Comparative efficacy of once-weekly semaglutide and SGLT-2 inhibitors in type 2 diabetic patients inadequately controlled with metformin monotherapy: a systematic literature review and network meta-analysis.

OBJECTIVE: Treatment intensification with additional anti-diabetic agents is recommended in type 2 diabetes (T2D) for patients inadequately controlled on metformin monotherapy. The present network meta-analysis (NMA) evaluated comparative efficacy and safety of once-weekly semaglutide and sodium-glucose co-transporter 2 inhibitors (SGLT-2is) in T2D patients inadequately controlled with metformin.
METHODS: Randomized controlled trials with ≥20 weeks duration were searched in EMBASE, MEDLINE, and CENTRAL. Primary efficacy outcomes were: change from baseline in HbA1c, weight, systolic blood pressure (SBP), post-prandial blood glucose (PPG), and fasting blood glucose (FPG). Treatment effects at 26 (±4) weeks were compared using Bayesian NMAs. Meta-regression and sensitivity analysis were used to address the trial heterogeneity.

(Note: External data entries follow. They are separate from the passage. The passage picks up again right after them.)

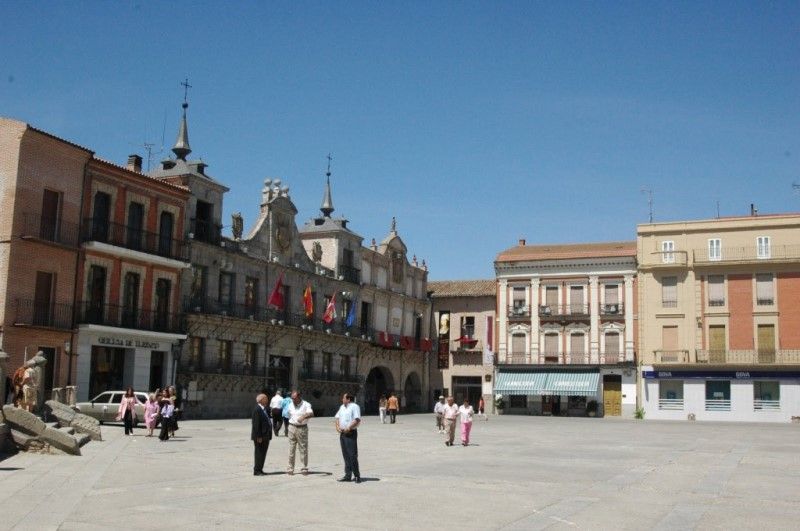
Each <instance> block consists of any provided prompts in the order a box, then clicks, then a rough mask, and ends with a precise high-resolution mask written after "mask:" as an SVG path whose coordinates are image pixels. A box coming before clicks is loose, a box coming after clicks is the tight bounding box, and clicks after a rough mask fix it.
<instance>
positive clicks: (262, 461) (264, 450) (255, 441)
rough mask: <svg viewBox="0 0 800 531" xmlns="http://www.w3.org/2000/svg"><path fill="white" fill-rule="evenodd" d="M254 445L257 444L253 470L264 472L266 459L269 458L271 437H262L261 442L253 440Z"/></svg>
mask: <svg viewBox="0 0 800 531" xmlns="http://www.w3.org/2000/svg"><path fill="white" fill-rule="evenodd" d="M253 446H255V452H254V455H253V457H254V460H253V472H263V470H264V461H266V459H267V450H268V449H269V439H267V438H263V437H262V438H261V443H258V442H256V441H253Z"/></svg>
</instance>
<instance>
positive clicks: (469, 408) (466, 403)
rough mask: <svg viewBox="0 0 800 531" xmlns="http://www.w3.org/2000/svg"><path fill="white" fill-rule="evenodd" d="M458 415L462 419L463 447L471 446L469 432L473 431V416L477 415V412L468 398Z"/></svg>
mask: <svg viewBox="0 0 800 531" xmlns="http://www.w3.org/2000/svg"><path fill="white" fill-rule="evenodd" d="M458 413H459V415H460V417H461V418H460V419H459V420H460V421H461V445H462V446H469V432H470V431H472V415H474V414H475V411H474V410H473V409H472V406H471V405H470V404H469V399H468V398H465V399H464V403H463V404H461V407H460V408H458Z"/></svg>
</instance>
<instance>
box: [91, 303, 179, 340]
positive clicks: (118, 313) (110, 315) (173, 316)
mask: <svg viewBox="0 0 800 531" xmlns="http://www.w3.org/2000/svg"><path fill="white" fill-rule="evenodd" d="M76 320H77V323H78V324H96V325H104V326H113V327H117V328H131V329H134V330H148V331H151V332H169V333H181V332H182V331H183V318H182V315H181V314H175V313H166V312H160V311H156V310H143V309H141V308H126V307H124V306H119V305H115V304H98V303H94V302H88V301H86V302H80V303H78V312H77V318H76Z"/></svg>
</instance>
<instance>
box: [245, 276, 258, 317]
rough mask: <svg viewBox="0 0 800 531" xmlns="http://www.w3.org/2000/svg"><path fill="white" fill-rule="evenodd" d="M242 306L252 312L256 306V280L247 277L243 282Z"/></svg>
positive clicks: (256, 284)
mask: <svg viewBox="0 0 800 531" xmlns="http://www.w3.org/2000/svg"><path fill="white" fill-rule="evenodd" d="M244 306H245V308H247V309H248V310H253V309H255V308H256V307H257V306H258V279H257V278H255V277H247V278H245V280H244Z"/></svg>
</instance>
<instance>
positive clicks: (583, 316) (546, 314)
mask: <svg viewBox="0 0 800 531" xmlns="http://www.w3.org/2000/svg"><path fill="white" fill-rule="evenodd" d="M588 316H589V305H588V304H583V303H581V304H543V305H541V306H539V317H541V318H544V319H546V318H548V317H558V318H570V317H572V318H578V319H583V318H586V317H588Z"/></svg>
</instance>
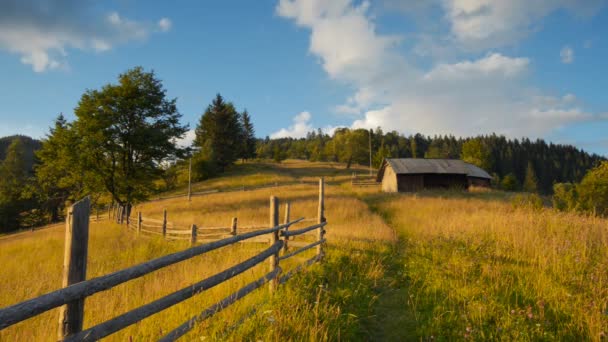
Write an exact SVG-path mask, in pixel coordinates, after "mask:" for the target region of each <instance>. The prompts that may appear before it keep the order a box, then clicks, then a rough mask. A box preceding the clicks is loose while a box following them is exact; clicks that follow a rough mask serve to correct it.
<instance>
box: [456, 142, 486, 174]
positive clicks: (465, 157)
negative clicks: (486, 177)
mask: <svg viewBox="0 0 608 342" xmlns="http://www.w3.org/2000/svg"><path fill="white" fill-rule="evenodd" d="M490 154H491V151H490V149H489V148H488V146H487V145H486V144H485V143H484V142H483V141H482V140H481V139H470V140H468V141H466V142H464V143H463V144H462V152H461V158H462V160H464V161H465V162H467V163H471V164H473V165H477V166H479V167H480V168H482V169H484V170H489V169H490V167H491V161H490Z"/></svg>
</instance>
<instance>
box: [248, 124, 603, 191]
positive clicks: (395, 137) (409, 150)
mask: <svg viewBox="0 0 608 342" xmlns="http://www.w3.org/2000/svg"><path fill="white" fill-rule="evenodd" d="M356 131H357V130H351V129H347V128H342V129H337V130H336V131H335V132H334V134H333V136H330V135H328V134H324V133H323V132H311V133H309V134H308V135H307V136H306V138H301V139H293V138H281V139H269V138H266V139H263V140H262V139H260V140H258V144H257V148H256V150H257V152H258V157H260V158H266V159H272V158H273V151H274V146H275V145H279V148H280V149H281V150H282V151H284V152H285V153H286V155H287V158H290V159H305V160H310V161H331V162H337V161H341V162H344V163H347V164H348V161H349V159H350V161H351V163H356V164H360V165H368V163H369V140H368V139H369V133H367V132H366V131H365V130H361V131H362V132H361V136H357V135H358V133H357V132H356ZM353 137H354V138H353ZM380 149H383V151H382V152H383V153H382V154H384V152H385V149H386V150H388V151H390V156H391V157H393V158H422V157H425V156H426V157H427V158H460V157H461V156H462V157H463V158H466V160H468V161H471V162H474V163H475V164H476V165H481V166H482V168H483V169H485V170H486V171H487V172H488V173H489V174H496V175H497V176H498V177H497V179H502V178H503V177H505V176H506V175H508V174H513V175H514V176H515V177H516V179H517V180H518V182H519V181H523V180H525V178H526V172H527V168H528V163H531V164H532V165H533V166H534V175H535V178H536V181H537V182H536V183H537V189H538V192H539V193H542V194H550V193H551V192H552V191H553V184H555V183H562V182H573V183H576V182H580V181H581V179H582V178H583V176H584V175H585V173H586V172H587V171H588V170H589V169H591V168H592V167H594V166H596V165H597V164H598V163H599V162H601V161H603V160H605V158H603V157H601V156H598V155H595V154H589V153H586V152H584V151H581V150H579V149H577V148H575V147H573V146H569V145H556V144H548V143H546V142H545V141H543V140H540V139H539V140H536V141H531V140H529V139H526V138H524V139H521V140H519V139H507V138H506V137H504V136H497V135H495V134H492V135H484V136H477V137H474V138H455V137H453V136H436V137H433V138H431V137H425V136H423V135H421V134H415V135H410V136H404V135H401V134H399V133H398V132H396V131H390V132H386V133H383V132H382V131H381V130H378V129H377V130H375V131H374V133H373V135H372V151H373V155H374V157H375V158H374V159H375V161H374V164H375V165H378V159H379V158H378V155H379V153H378V152H379V151H380ZM351 156H352V158H349V157H351Z"/></svg>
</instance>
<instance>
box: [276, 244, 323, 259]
mask: <svg viewBox="0 0 608 342" xmlns="http://www.w3.org/2000/svg"><path fill="white" fill-rule="evenodd" d="M322 243H325V239H323V240H321V241H315V242H313V243H311V244H309V245H306V246H304V247H302V248H300V249H298V250H295V251H293V252H291V253H288V254H285V255H283V256H281V257H280V258H279V260H285V259H287V258H289V257H292V256H294V255H297V254H300V253H302V252H304V251H307V250H309V249H311V248H313V247H315V246H317V245H319V244H322Z"/></svg>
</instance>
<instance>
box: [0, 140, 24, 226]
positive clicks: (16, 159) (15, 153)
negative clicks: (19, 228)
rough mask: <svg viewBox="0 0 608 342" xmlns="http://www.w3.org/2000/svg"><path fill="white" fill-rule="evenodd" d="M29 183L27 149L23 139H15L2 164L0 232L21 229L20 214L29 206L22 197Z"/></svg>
mask: <svg viewBox="0 0 608 342" xmlns="http://www.w3.org/2000/svg"><path fill="white" fill-rule="evenodd" d="M27 182H28V174H27V168H26V163H25V149H24V146H23V143H22V142H21V139H20V138H15V139H13V141H12V142H11V144H10V145H9V146H8V149H7V151H6V158H5V159H4V161H2V163H0V232H2V231H10V230H14V229H17V228H19V224H20V220H19V213H20V212H22V211H24V210H25V209H26V204H27V203H26V201H25V200H24V198H23V196H22V191H23V189H24V188H25V187H26V185H27Z"/></svg>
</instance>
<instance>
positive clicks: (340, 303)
mask: <svg viewBox="0 0 608 342" xmlns="http://www.w3.org/2000/svg"><path fill="white" fill-rule="evenodd" d="M289 167H293V168H297V167H295V166H294V165H291V166H289ZM302 167H310V168H311V172H310V174H311V177H312V176H314V175H317V171H314V170H315V168H324V167H325V166H324V165H321V164H319V165H315V164H302V163H300V167H299V168H302ZM294 172H304V173H306V172H305V171H294ZM346 174H348V171H347V172H346ZM251 177H257V176H255V175H251ZM234 180H235V182H237V181H240V180H241V178H236V177H235V178H234ZM224 181H225V182H226V183H224V184H225V185H226V186H232V185H233V184H231V183H230V182H229V181H226V180H224ZM213 182H215V183H212V184H214V185H215V184H217V182H218V180H214V181H213ZM197 186H201V187H204V186H208V185H207V184H198V185H197ZM317 191H318V189H317V187H316V186H311V185H294V186H289V187H278V188H270V189H263V190H258V191H246V192H244V193H241V192H237V193H225V194H223V193H218V194H212V195H208V196H201V197H195V198H193V200H192V202H187V201H186V200H185V199H183V198H182V199H172V200H167V201H160V202H153V203H149V204H144V205H141V206H140V207H139V208H138V209H137V210H142V211H143V213H144V215H145V216H148V217H160V215H161V212H162V209H163V208H166V209H167V210H168V212H169V219H170V220H171V221H174V222H176V223H183V224H191V223H196V224H197V225H199V226H205V225H218V224H221V225H226V224H227V223H229V222H230V219H231V218H232V217H233V216H237V217H239V224H241V225H248V224H260V223H261V224H265V223H267V221H268V198H269V196H270V195H276V196H278V197H279V198H280V200H281V201H284V200H290V201H291V207H292V217H298V216H306V217H314V216H315V215H316V206H317V196H318V192H317ZM326 191H327V197H326V215H327V218H328V221H329V226H328V229H327V231H328V233H327V235H326V236H327V239H328V240H329V241H330V244H329V246H328V255H327V259H326V262H325V264H324V265H325V266H323V267H321V266H319V265H315V266H314V267H313V268H312V269H311V272H310V273H308V274H306V275H303V276H302V279H293V280H291V281H290V282H289V284H288V285H287V286H286V287H283V288H282V289H281V291H279V293H278V294H277V296H276V297H275V298H273V301H274V302H275V303H281V306H279V305H274V303H269V302H268V298H267V291H266V287H264V288H263V289H260V290H258V292H256V293H254V294H253V295H252V297H251V298H248V299H247V300H245V301H243V302H242V303H239V304H238V305H236V306H235V307H234V308H231V309H229V310H226V311H225V312H222V313H221V314H219V315H218V316H216V317H215V318H214V319H212V320H210V321H209V322H206V323H204V324H202V325H201V326H200V327H198V329H196V331H193V332H192V333H191V334H190V335H188V336H187V337H186V338H185V340H189V339H192V338H193V337H195V336H208V337H215V338H217V339H224V338H228V337H230V338H231V339H234V340H241V339H242V338H244V337H246V338H254V337H256V338H258V337H259V338H262V339H272V340H275V339H280V338H283V337H285V336H292V337H295V336H298V337H302V336H307V337H309V338H311V339H323V338H324V337H325V336H330V335H332V334H335V333H337V332H340V333H341V334H342V336H344V337H348V336H350V337H352V338H357V337H363V336H366V334H367V331H366V329H365V327H364V326H362V325H360V320H362V319H366V317H368V316H371V314H370V313H369V310H370V305H369V298H370V297H371V296H372V294H371V291H372V290H371V289H372V288H373V286H374V283H375V282H376V281H377V280H378V279H379V278H380V277H381V275H382V274H381V272H380V271H379V268H381V265H382V263H383V257H382V250H384V249H386V248H388V247H387V246H390V243H391V241H392V239H393V238H394V236H393V233H392V231H391V230H390V228H389V227H388V226H386V225H385V224H384V222H383V221H382V219H381V218H380V217H379V216H377V215H374V214H372V213H371V212H369V210H368V208H367V206H366V204H365V203H364V202H363V201H361V200H359V199H357V198H356V197H353V196H352V195H351V194H350V190H349V189H348V188H346V187H342V186H340V185H337V184H336V185H331V184H330V185H328V186H327V190H326ZM0 246H1V247H0V262H2V264H4V265H6V267H3V268H2V269H1V270H0V288H1V289H2V291H0V306H6V305H10V304H13V303H17V302H19V301H22V300H24V299H28V298H31V297H34V296H37V295H40V294H43V293H45V292H48V291H51V290H53V289H57V288H58V287H59V286H60V284H61V275H60V274H61V265H62V257H63V229H62V228H61V227H57V228H50V229H45V230H40V231H36V232H33V233H31V234H29V235H27V236H26V237H24V235H20V236H19V238H14V239H11V238H5V239H3V240H0ZM186 247H187V244H186V243H180V242H165V241H162V240H159V239H148V238H143V237H140V238H139V239H138V238H137V237H136V236H135V235H134V234H133V233H132V232H130V231H127V230H125V228H124V227H120V226H118V225H115V224H111V223H107V222H100V223H98V224H97V223H94V224H92V227H91V238H90V250H89V255H90V258H89V264H88V277H89V278H90V277H95V276H99V275H102V274H106V273H109V272H112V271H115V270H118V269H122V268H124V267H127V266H130V265H134V264H137V263H139V262H142V261H145V260H149V259H151V258H154V257H158V256H161V255H165V254H168V253H170V252H173V251H177V250H182V249H184V248H186ZM265 247H266V245H263V244H260V245H256V244H253V245H252V244H243V245H240V246H234V247H229V248H224V249H221V250H218V251H216V252H214V253H210V254H206V255H204V256H201V257H197V258H194V259H193V260H189V261H185V262H182V263H179V264H178V265H174V266H171V267H168V268H165V269H163V270H161V271H157V272H154V273H152V274H150V275H148V276H145V277H143V278H140V279H137V280H134V281H131V282H128V283H126V284H123V285H120V286H118V287H116V288H114V289H112V290H110V291H106V292H103V293H99V294H96V295H94V296H93V297H90V299H88V300H87V301H86V304H85V306H86V310H85V311H86V315H85V326H91V325H93V324H95V323H98V322H101V321H104V320H107V319H109V318H112V317H114V316H116V315H118V314H121V313H124V312H126V311H128V310H130V309H132V308H135V307H137V306H139V305H142V304H145V303H147V302H150V301H152V300H154V299H157V298H159V297H161V296H163V295H166V294H169V293H171V292H173V291H176V290H178V289H180V288H182V287H184V286H187V285H189V284H191V283H193V282H195V281H198V280H201V279H203V278H204V277H206V276H209V275H212V274H214V273H216V272H217V271H219V270H223V269H225V268H227V267H229V266H230V265H233V264H235V263H237V262H238V261H240V260H243V259H245V258H246V257H248V256H251V255H253V254H255V253H256V252H257V251H259V250H261V249H263V248H265ZM355 251H356V252H355ZM311 252H312V251H311ZM312 253H314V252H312ZM303 254H304V255H303V257H302V258H300V259H299V260H300V261H301V260H303V259H304V258H307V257H310V255H309V254H306V253H303ZM283 266H284V267H286V270H287V269H288V268H289V266H290V265H289V264H287V265H285V264H283ZM267 267H268V266H267V263H262V264H261V265H259V266H258V267H256V269H254V270H253V271H248V272H246V273H245V274H243V275H241V276H238V277H236V278H235V279H233V280H231V281H230V282H228V283H227V284H222V285H220V286H218V287H216V288H213V289H211V290H210V291H207V292H205V293H204V294H201V295H198V296H195V297H194V298H192V299H190V300H188V301H186V302H184V303H182V304H180V305H177V306H174V307H172V308H171V309H168V310H165V311H163V312H162V313H160V314H157V315H155V316H153V317H151V318H148V319H146V320H144V321H142V322H141V323H138V324H136V325H134V326H132V327H130V328H129V329H126V330H124V331H122V332H120V333H117V334H115V335H113V336H111V337H110V338H109V340H117V341H124V340H125V339H127V338H128V337H129V336H131V337H133V338H135V340H139V341H147V340H151V339H155V338H158V337H160V336H162V333H163V331H164V332H165V333H166V332H167V331H168V329H170V328H173V327H176V326H177V325H179V324H181V323H182V322H184V321H185V320H186V319H188V318H190V317H191V316H193V315H194V314H197V313H199V312H200V311H201V310H202V309H203V308H205V307H207V306H208V305H210V304H212V303H214V302H215V301H217V300H219V299H221V298H223V296H226V295H227V294H228V293H230V292H231V291H234V290H235V289H237V288H238V287H240V286H242V285H244V284H245V283H247V282H249V281H251V280H253V279H254V278H258V277H259V276H261V275H262V274H263V273H265V271H266V269H267ZM328 283H329V284H331V285H330V286H331V287H327V286H328ZM320 285H322V286H324V287H320ZM327 288H330V289H331V292H327V293H326V292H325V291H327V290H326V289H327ZM353 289H358V291H356V292H353ZM334 291H339V292H334ZM349 293H350V294H349ZM335 295H338V296H339V297H340V303H337V302H336V298H334V297H333V296H335ZM315 302H316V303H315ZM254 304H257V305H260V304H261V305H262V306H260V307H259V308H258V310H257V313H258V314H257V315H258V316H259V317H258V316H255V317H252V319H251V320H250V321H247V322H245V324H244V325H243V326H242V327H241V328H240V329H239V330H237V331H232V332H231V335H228V331H227V330H226V329H227V328H228V327H229V326H230V325H231V324H233V323H234V322H236V321H238V319H239V318H240V317H241V316H242V314H243V313H246V312H247V311H248V309H249V308H251V307H252V306H253V305H254ZM294 312H299V313H300V314H298V315H293V313H294ZM259 320H266V323H268V324H270V326H269V327H268V328H265V329H257V328H256V327H257V326H259V325H260V324H259V323H255V324H253V323H252V322H257V321H259ZM56 322H57V310H52V311H50V312H48V313H46V314H44V315H41V316H38V317H36V318H33V319H30V320H28V321H26V322H23V323H21V324H18V325H15V326H13V327H11V328H8V329H6V330H4V331H0V340H48V341H51V340H55V329H56V324H57V323H56ZM279 323H280V324H279ZM252 324H253V325H252Z"/></svg>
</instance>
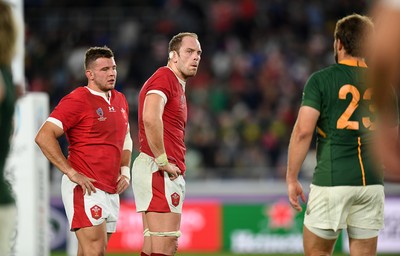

RESULTS: Eight trials were found eligible for this NMA. Statistically significant reductions in HbA1c were observed with both 1.0 mg and 0.5 mg doses of once-weekly semaglutide when compared to SGLT-2is. The mean differences in change from baseline in HbA1c for once-weekly semaglutide 1.0 mg vs SGLT-2is ranged from -0.66% for canagliflozin 300 mg (95% Credible Intervals [CrI]: -0.82, -0.50%) to -1.11% for dapagliflozin 5 mg (95% CrI: -1.37, -0.85%). Once-weekly semaglutide 1.0 mg performed significantly better than all SGLT-2is of interest in reducing weight and improving FPG levels: however, SBP reduction was not statistically differentiable. Results of sensitivity analysis and meta-regressions aligned with base-case results. NMAs were not possible for PPG and safety outcomes, due to lack of data.
CONCLUSION: Once-weekly semaglutide treatment is significantly better compared to SGLT-2is in achieving adequate glycemic control in T2D patients inadequately controlled with metformin monotherapy.